E o conteúdo será de molde a corroborar a alegria anteriormente manifestada, (…) ao encarar o envelope surpresa?
Nervosamente (…) rasgo o envelope. Para a frente é que é o caminho (…). Os meus olhos buscam avidamente o final da carta. Talvez porque a maneira como estaria encerrada me daria já uma ideia do seu conteúdo. “Gracias”, meu M. querido. Estive feliz (…) no dia de Natal, na medida em que a felicidade é permitida e se pode viver longe dos que se amam.
(… … …)
Cacém, 16-Janeiro-1967
(… … …)
Acredito que nestas folhas de papel que semanalmente cortam a atmosfera transportadas num avião, voe cada um de nós para junto do seu Amor. (…). Eu iria agora mesmo, inteirinha, se pudesse ser transportada com um rótulo [selo?] de 2$50 na fronte.

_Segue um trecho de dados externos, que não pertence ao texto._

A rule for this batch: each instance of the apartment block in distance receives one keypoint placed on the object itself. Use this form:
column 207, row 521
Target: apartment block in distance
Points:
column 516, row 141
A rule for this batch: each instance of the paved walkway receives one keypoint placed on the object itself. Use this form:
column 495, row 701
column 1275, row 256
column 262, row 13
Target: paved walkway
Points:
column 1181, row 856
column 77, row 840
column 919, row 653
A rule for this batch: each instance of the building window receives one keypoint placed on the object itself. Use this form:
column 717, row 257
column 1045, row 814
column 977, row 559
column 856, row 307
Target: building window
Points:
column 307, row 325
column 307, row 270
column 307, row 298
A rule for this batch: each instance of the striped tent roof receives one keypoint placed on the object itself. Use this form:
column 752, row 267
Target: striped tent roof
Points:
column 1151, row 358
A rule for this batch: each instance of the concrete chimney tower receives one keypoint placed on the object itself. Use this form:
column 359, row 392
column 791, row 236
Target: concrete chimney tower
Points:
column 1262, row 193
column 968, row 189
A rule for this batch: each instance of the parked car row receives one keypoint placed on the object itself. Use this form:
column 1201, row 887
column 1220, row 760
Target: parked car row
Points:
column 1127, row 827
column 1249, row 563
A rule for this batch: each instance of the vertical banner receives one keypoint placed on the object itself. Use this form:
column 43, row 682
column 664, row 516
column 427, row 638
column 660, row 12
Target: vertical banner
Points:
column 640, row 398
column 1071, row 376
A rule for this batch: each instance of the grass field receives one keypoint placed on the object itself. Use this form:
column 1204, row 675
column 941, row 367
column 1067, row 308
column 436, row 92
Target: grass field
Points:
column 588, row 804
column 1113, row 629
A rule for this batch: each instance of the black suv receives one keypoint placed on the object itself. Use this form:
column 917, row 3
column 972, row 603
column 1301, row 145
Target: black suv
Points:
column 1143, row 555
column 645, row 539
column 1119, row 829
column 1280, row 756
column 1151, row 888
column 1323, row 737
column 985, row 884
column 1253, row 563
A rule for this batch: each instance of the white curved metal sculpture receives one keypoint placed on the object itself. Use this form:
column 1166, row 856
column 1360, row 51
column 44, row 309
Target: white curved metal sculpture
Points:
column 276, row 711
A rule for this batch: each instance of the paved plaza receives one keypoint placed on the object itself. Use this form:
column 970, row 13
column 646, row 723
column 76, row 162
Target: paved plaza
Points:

Ah, meu Amor querido, cada vez com mais ardor te quero meu (…)
Técnica mista, Mario Coopé (pintor guineense).
Imagem retirada de www.didinho.org, com a devida vénia.
Vê que até em sonhos sinto os teus contactos (…). Reflexo da necessidade insatisfeita que vivo de ti, motivada por esta maldita separação tão prolongada.
Se ainda sofresse de pudicícia exagerada diria que estava a ser tentada pelo Diabo. (…). Eu seria agora, aqui mesmo não tinha importância … (estou na cama), o mais completo diabrete.
Efusivamente, num frenesim de amor e de paixão que tu, agora, (…) me proporcionarias e eu correspondo, beijo-te (…).
(… … …)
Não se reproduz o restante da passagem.